McAfee Enterprise MobilityManagement

 「EMM」は、メールの保護、ポリシーの作成と配布、機器証明書の配布、デバイスの状態監視、社員と組織のコンプライアンス対応の機能でスマートフォンやタブレット端末を管理するツール。安全ではないモバイル端末を企業のネットワークに接続する前にブロックするなど、社内システムを保護するセキュリティ機能ももつ。

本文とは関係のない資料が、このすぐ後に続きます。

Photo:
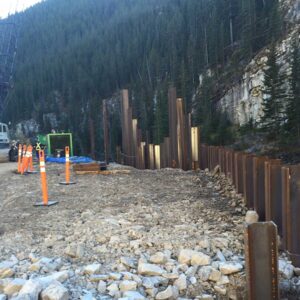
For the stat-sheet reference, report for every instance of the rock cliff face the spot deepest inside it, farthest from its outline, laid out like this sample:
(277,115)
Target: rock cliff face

 企業のシステム管理者にとっては、これまで複雑だった個別端末の管理が容易になるメリットがある。「EMM」の機能は、統合管理コンソール「McAfee ePolicy Orchestrator(ePO)」で簡単に操作することができるので、エンドポイントやネットワーク、データセキュリティを含めて、社員の端末を一元管理することができる。ePOはEMMだけでなくマカフィーのさまざまな製品に対応した管理コンソール。これまでePOを使っていたのであれば、慣れた画面上でEMMの操作でき、ノートPCやデスクトップPCと同様に一元管理することができるのだ。

「ePO」のメイン画面。「ePO」導入企業は使い慣れた画面で「EMM」を操作できる

 社員にとっては、IDとパスワードを入力する初期認証作業だけで、VPNへの接続、メールやグループウェアなどの業務アプリケーションを同期することができる。しかも、スマートフォンやタブレット端末の設定は非常に簡単。iPhoneやiPadの場合は、App Storeでアプリをインストールし、eメール認証を行い、ポリシーに同意するだけ。Andriodスマートフォンであれば、Androidマーケットでアプリをインストールし、あとはiPhoneと同様の手順で使えるようになる。

端末(iPad)の画面

 マカフィーがEMMの発売にこぎつけたのは、昨年、モバイルセキュリティに強いテクノロジプロバイダ、トラストデジタル社を買収したことが大いに貢献している。安藤浩二マーケティング本部長は、「これまで企業で使うスマートフォンといえば、BlackBerryが主流だった。EMMの提供で、この状況を変えることができるようになった」とアピールする。

 また安藤本部長は、「企業では、外出先から社内システムにアクセスするニーズが高まっている。ここで大きな課題になってくるのが、セキュリティと端末の管理だった。EMMは、ePOでの操作を含め、これらの課題を解決する。スマートフォンやタブレットの利用を促進して、企業の生産性向上に寄与したい」との考えを示した。

 二宮秀一郎セールスエンジニアリング本部戦略システムSEリーダーは、「企業のシステム管理は複雑化しており、いかに管理者の負担を軽減するかが課題になっている。管理者のリソースが少ない企業では、業務でスマートフォンやタブレットを使うことができなくなってしまうことがある。EMMは、この課題も解決する」と説明する。

安藤浩二本部長(左)と二宮秀一郎リーダー

 スマートフォンの法人利用を取り巻く環境は、社員が個人で契約しているスマートフォンを、個人としてビジネスで利用しているにとどまっているケースが多い。企業側は「管理できない」という理由から活用に踏み切れなかったわけだが、EMMなら、社員のモバイル端末が何かを問わない。外出することが多い社員なら、スマートフォンやタブレット1台で業務ができれば、便利なことこの上ない。その要請にも、EMMはきっと応えてくれる。